Gyuyeon Kim1 · Taewook Lee2

12Department of Statistics, Hankuk University of Foreign Studies
Correspondence to: Professor, Department of Statistics, Hankuk University of Foreign Studies, Gyeonggi-do 17035, Korea. E-mail: twlee@hufs.ac.kr
Received April 5, 2018; Revised May 22, 2018; Accepted May 24, 2018.
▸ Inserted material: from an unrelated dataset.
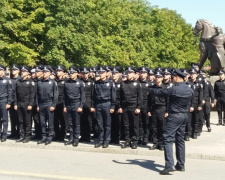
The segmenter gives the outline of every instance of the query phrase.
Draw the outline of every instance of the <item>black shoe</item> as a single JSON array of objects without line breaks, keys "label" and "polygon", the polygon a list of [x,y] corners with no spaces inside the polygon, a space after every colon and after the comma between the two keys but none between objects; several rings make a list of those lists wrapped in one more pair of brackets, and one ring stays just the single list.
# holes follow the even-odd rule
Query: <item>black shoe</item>
[{"label": "black shoe", "polygon": [[40,141],[37,142],[37,144],[44,144],[46,139],[42,138]]},{"label": "black shoe", "polygon": [[104,142],[102,148],[107,148],[107,147],[109,147],[109,143],[108,142]]},{"label": "black shoe", "polygon": [[16,142],[23,142],[23,140],[24,140],[24,138],[21,137],[21,138],[17,139]]},{"label": "black shoe", "polygon": [[219,125],[222,125],[222,121],[219,121],[218,123],[217,123],[217,125],[219,126]]},{"label": "black shoe", "polygon": [[121,148],[130,147],[130,141],[126,141],[125,143],[121,144]]},{"label": "black shoe", "polygon": [[185,171],[184,168],[182,168],[182,167],[180,167],[178,165],[175,166],[175,169],[176,169],[176,171]]},{"label": "black shoe", "polygon": [[48,145],[48,144],[51,144],[51,143],[52,143],[52,140],[47,139],[46,142],[45,142],[45,145]]},{"label": "black shoe", "polygon": [[1,142],[5,142],[5,141],[6,141],[6,138],[2,137]]},{"label": "black shoe", "polygon": [[131,149],[137,149],[137,143],[132,142],[131,143]]},{"label": "black shoe", "polygon": [[23,143],[28,143],[30,141],[30,138],[25,138],[24,140],[23,140]]},{"label": "black shoe", "polygon": [[193,134],[192,139],[197,139],[197,134]]},{"label": "black shoe", "polygon": [[15,138],[15,134],[11,134],[8,136],[9,139],[14,139]]},{"label": "black shoe", "polygon": [[103,145],[103,142],[99,142],[98,144],[95,144],[95,148],[99,148]]},{"label": "black shoe", "polygon": [[147,142],[144,142],[144,141],[143,141],[143,142],[142,142],[142,145],[143,145],[143,146],[146,146],[146,145],[147,145]]},{"label": "black shoe", "polygon": [[208,132],[211,132],[211,131],[212,131],[211,127],[208,127]]},{"label": "black shoe", "polygon": [[157,148],[158,148],[157,144],[153,144],[153,146],[149,147],[150,150],[154,150],[154,149],[157,149]]},{"label": "black shoe", "polygon": [[73,144],[73,140],[72,140],[72,139],[70,139],[69,141],[66,141],[64,144],[65,144],[65,145],[70,145],[70,144]]},{"label": "black shoe", "polygon": [[163,147],[163,146],[158,146],[158,149],[159,149],[160,151],[164,151],[164,147]]},{"label": "black shoe", "polygon": [[80,138],[80,139],[79,139],[79,142],[85,142],[85,141],[86,141],[85,138]]},{"label": "black shoe", "polygon": [[73,146],[74,146],[74,147],[77,147],[77,146],[78,146],[78,144],[79,144],[79,142],[78,142],[78,141],[74,141],[74,142],[73,142]]},{"label": "black shoe", "polygon": [[138,144],[139,145],[142,144],[142,140],[141,139],[138,140]]},{"label": "black shoe", "polygon": [[161,175],[168,175],[168,174],[170,174],[170,172],[174,172],[175,170],[176,169],[174,167],[172,167],[172,168],[165,168],[162,171],[160,171],[159,173]]},{"label": "black shoe", "polygon": [[111,140],[111,141],[110,141],[110,144],[119,144],[119,143],[120,143],[119,140]]}]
This is an Open Access article distributed under the terms of the Creative Commons Attribution Non-Commercial License (http://creativecommons.org/licenses/by-nc/3.0) which permits unrestricted non-commercial use, distribution, and reproduction in any medium, provided the original work is properly cited.
Abstract
In this paper, we study the Value-at-Risk estimation using bootstrap. Specifically, VaR was estimated by using bootstrap return data based on CCC-GARCH model. In real data analysis, we constructed a portfolio using KOSPI 200 and S&P500 stock price index and compared VaR with the bootstrap method and the exponentially weighted moving average (EWMA) method on the assumption of normal distribution. The backtesting results show that VaR estimation using bootstrap method is more efficient than VaR estimation using EWMA method.
Keywords : Bootstrap, KOSPI200, loss function, S&P500, Value-at-Risk.